Von "Hacking" war die Rede. Aber dass der Account gehackt wurde, ist bislang nur eine Behauptung der Berlinale. Möglicherweise einfach nur nachgeholte Schadensabwendung, die bislang unbewiesen ist.

Angesichts der Vorgeschichte muss man Belege einfordern – denn was gegen das "Hacken" spricht, ist zumindest, dass die Berlinale auf den gleichen Account kurz darauf wieder Zugriff hatte. Rein technisch ein ungewöhnlicher, kurioser Vorgang.

Viel wahrscheinlicher ist: Die Berlinale-Leitung hat ihre Mitarbeiter nicht im Griff. Und die sind Anhänger der unter Berliner Kulturschaffenden üblichen Palästina-Romantik und verbreiten in unbeobachteten Momenten sogar sehr bewusst ihren Gaza-Kitsch gegen die offizielle Linie der Chefs.

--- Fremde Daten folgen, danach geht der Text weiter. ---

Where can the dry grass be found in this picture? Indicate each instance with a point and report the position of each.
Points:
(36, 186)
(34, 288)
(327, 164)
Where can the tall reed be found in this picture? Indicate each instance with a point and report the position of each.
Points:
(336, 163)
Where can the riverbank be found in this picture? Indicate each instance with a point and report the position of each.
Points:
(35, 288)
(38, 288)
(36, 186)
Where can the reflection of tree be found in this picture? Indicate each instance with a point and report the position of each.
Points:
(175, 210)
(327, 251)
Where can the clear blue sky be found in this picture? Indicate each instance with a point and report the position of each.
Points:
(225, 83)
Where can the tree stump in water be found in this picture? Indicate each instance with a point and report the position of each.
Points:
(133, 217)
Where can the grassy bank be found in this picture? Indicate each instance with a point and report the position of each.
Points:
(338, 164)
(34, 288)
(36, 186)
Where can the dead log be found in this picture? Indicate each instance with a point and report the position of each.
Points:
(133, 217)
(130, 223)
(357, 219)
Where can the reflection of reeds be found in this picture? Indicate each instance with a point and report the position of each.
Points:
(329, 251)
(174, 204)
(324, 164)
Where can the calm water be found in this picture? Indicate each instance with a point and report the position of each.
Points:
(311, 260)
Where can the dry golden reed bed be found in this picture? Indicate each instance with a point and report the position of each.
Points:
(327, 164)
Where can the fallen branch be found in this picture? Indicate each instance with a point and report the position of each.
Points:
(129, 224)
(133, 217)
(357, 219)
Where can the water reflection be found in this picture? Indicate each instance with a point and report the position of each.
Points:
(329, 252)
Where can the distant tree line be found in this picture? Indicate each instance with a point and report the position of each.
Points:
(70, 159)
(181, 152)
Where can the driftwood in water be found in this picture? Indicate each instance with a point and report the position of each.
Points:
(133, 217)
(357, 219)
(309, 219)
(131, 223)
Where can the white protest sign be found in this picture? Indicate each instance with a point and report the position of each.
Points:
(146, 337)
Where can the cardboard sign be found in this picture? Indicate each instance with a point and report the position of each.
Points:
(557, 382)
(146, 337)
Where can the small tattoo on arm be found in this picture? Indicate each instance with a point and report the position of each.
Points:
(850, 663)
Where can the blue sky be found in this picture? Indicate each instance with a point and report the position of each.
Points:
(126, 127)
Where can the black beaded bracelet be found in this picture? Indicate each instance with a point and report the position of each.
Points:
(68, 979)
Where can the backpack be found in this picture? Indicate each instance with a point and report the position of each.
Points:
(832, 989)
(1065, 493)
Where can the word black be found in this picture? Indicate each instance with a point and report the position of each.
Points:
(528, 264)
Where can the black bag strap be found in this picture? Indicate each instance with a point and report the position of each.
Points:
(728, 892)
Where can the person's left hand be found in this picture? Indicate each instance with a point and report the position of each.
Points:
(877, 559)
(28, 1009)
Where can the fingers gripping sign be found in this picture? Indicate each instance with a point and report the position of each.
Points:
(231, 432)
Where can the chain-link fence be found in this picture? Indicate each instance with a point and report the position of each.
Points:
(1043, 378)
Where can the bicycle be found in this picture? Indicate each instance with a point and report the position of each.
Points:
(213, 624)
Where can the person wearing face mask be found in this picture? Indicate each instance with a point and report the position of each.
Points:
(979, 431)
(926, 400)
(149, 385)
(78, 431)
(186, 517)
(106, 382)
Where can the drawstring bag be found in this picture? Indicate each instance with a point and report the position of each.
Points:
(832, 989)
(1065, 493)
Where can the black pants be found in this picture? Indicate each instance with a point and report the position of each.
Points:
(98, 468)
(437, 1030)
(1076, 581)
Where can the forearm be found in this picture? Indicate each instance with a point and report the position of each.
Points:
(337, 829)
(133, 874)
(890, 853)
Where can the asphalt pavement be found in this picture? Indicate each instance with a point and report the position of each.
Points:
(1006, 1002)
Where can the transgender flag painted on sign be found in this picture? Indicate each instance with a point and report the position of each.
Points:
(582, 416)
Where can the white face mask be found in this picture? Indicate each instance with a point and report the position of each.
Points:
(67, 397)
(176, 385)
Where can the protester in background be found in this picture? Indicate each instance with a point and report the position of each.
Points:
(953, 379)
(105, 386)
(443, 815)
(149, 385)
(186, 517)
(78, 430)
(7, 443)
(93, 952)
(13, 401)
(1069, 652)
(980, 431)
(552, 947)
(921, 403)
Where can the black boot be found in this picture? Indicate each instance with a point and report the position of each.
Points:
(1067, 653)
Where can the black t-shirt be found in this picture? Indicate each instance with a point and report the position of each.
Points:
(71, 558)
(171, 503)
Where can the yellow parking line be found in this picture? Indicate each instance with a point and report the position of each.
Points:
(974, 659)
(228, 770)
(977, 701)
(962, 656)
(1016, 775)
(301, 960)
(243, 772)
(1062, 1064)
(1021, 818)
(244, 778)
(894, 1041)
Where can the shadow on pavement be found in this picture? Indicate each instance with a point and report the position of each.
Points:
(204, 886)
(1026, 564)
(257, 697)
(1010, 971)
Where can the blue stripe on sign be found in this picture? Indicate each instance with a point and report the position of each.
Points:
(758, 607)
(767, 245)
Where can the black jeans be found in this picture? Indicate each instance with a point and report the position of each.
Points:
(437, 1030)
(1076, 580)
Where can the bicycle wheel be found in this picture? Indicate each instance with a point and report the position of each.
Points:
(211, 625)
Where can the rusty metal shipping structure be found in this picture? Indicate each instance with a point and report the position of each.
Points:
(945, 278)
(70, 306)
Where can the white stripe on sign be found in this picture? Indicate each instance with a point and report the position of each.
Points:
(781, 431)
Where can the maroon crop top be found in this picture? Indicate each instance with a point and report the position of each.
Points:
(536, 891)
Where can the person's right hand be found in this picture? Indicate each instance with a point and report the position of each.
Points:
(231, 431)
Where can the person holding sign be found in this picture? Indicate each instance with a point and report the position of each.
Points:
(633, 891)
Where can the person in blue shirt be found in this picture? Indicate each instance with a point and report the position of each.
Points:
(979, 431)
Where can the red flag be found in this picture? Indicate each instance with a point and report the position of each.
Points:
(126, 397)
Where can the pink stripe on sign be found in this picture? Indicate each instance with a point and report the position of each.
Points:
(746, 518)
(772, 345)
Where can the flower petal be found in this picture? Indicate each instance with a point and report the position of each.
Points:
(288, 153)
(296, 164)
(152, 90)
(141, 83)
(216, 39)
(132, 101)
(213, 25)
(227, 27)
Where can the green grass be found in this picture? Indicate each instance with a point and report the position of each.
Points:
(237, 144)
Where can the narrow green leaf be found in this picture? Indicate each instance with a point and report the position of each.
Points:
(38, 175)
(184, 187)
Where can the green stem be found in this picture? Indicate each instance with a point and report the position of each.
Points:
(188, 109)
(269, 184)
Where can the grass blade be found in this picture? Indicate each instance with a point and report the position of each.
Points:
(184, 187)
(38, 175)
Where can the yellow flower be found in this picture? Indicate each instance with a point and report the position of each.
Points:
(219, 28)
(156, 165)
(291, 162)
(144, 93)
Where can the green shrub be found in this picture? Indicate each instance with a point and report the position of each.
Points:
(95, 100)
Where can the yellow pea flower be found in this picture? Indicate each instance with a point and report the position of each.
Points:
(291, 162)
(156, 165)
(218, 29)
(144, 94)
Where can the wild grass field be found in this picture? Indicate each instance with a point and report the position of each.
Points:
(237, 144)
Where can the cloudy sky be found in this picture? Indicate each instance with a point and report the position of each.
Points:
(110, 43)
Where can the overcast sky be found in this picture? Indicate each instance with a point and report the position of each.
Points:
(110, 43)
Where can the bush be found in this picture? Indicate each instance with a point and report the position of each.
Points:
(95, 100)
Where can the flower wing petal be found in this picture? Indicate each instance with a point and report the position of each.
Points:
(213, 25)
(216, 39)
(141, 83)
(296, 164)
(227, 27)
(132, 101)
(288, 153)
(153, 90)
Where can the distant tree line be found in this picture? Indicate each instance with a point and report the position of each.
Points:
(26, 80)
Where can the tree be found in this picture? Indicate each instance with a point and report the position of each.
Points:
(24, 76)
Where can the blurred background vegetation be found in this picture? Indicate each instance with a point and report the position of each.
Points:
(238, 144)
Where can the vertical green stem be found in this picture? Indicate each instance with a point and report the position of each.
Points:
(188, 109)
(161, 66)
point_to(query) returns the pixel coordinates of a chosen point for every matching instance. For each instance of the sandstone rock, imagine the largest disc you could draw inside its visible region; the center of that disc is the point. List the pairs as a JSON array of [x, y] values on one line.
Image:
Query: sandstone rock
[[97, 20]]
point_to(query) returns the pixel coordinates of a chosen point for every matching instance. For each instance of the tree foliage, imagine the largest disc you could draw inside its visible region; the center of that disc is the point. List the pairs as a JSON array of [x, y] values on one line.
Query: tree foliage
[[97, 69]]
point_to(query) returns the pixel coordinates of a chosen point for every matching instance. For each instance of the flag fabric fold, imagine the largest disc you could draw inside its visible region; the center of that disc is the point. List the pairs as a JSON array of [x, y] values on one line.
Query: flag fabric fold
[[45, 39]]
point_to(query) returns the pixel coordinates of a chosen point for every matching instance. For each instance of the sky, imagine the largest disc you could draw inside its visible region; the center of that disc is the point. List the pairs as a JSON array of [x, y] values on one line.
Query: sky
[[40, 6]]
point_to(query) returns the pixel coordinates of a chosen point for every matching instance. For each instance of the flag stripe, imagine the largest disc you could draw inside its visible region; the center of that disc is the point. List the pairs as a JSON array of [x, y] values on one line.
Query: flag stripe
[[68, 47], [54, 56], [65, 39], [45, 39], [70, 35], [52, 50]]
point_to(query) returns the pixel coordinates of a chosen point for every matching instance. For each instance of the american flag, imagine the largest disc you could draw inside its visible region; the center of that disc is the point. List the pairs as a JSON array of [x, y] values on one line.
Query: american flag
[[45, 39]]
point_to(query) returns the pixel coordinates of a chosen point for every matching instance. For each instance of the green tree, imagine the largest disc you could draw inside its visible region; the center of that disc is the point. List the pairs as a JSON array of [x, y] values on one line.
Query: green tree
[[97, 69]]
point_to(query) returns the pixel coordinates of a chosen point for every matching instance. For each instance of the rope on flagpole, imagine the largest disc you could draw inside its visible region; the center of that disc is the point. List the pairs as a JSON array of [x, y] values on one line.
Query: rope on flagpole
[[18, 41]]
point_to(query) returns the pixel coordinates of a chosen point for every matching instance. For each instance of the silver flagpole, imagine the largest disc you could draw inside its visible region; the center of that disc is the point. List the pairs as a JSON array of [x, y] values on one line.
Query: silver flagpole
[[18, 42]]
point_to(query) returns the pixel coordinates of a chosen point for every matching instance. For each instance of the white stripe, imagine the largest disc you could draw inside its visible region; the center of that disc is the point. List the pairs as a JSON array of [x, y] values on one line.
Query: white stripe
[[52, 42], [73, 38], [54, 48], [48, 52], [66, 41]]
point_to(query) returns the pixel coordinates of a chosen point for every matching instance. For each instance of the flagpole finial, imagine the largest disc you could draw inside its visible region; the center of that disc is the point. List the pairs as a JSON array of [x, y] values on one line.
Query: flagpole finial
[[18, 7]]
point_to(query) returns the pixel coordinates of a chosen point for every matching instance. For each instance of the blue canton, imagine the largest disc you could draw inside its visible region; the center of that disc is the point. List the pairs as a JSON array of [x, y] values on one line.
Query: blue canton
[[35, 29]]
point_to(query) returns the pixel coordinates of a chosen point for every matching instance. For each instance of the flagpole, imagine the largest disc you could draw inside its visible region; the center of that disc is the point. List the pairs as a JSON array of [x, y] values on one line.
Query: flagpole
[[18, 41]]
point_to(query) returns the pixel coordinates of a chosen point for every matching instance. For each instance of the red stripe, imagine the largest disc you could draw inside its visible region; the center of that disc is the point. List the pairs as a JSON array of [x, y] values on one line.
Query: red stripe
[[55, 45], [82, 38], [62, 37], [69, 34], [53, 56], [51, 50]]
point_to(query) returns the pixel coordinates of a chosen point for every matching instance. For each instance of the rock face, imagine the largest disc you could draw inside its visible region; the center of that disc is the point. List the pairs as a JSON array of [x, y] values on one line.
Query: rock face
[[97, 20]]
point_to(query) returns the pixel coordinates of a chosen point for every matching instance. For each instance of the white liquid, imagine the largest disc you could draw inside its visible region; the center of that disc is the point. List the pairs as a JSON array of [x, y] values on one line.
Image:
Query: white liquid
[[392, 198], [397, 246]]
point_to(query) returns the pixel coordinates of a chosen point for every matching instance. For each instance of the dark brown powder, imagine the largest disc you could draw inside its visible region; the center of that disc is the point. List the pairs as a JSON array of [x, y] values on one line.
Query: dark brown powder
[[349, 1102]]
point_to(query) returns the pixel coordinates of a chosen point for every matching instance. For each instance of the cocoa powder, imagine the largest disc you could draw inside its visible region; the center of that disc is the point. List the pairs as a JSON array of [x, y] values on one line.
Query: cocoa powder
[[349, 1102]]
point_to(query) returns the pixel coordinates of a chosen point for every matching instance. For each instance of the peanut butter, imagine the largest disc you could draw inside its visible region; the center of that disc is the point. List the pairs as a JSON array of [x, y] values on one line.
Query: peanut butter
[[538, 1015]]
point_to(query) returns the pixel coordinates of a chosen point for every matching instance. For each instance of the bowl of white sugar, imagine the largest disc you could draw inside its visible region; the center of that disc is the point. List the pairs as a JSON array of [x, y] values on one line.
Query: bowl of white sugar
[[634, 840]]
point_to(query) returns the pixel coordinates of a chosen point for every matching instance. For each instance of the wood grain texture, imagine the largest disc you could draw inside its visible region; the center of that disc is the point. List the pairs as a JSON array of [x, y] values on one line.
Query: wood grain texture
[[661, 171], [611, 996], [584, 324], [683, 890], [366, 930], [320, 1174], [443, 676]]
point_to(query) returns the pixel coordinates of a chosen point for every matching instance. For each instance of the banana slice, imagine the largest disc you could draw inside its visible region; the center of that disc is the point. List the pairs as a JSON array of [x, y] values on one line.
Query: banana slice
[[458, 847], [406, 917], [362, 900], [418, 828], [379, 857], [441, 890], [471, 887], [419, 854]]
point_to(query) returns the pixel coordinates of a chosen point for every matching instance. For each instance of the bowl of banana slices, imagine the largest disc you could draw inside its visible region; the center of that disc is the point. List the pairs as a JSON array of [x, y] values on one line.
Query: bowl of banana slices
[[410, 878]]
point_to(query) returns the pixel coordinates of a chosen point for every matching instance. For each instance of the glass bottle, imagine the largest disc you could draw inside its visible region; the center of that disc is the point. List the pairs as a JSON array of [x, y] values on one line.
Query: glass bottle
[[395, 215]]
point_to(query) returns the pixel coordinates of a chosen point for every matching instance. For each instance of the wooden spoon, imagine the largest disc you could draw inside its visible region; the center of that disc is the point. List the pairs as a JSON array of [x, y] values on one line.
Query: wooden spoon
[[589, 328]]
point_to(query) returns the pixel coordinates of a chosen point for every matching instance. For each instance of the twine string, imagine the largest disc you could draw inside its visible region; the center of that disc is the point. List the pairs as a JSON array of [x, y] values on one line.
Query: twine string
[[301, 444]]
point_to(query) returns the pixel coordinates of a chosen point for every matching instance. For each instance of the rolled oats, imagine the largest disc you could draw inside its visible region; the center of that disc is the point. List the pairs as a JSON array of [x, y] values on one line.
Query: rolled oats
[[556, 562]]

Erst Documenta, nun Berlinale

Die Berlinale hat nun ihren Skandal, der ähnliche Langzeitwirkung entfalten könnte, wie der Documenta vor zwei Jahren.

Deutschlands größtes Filmfestival muss seine Seele neu finden. Zu behaupten, man sei ein politisches Festival, reicht nicht mehr. Das widerspricht nicht nur den Tatsachen.

In Berlin ist diese Behauptung seit Samstag zu einer Drohung geworden.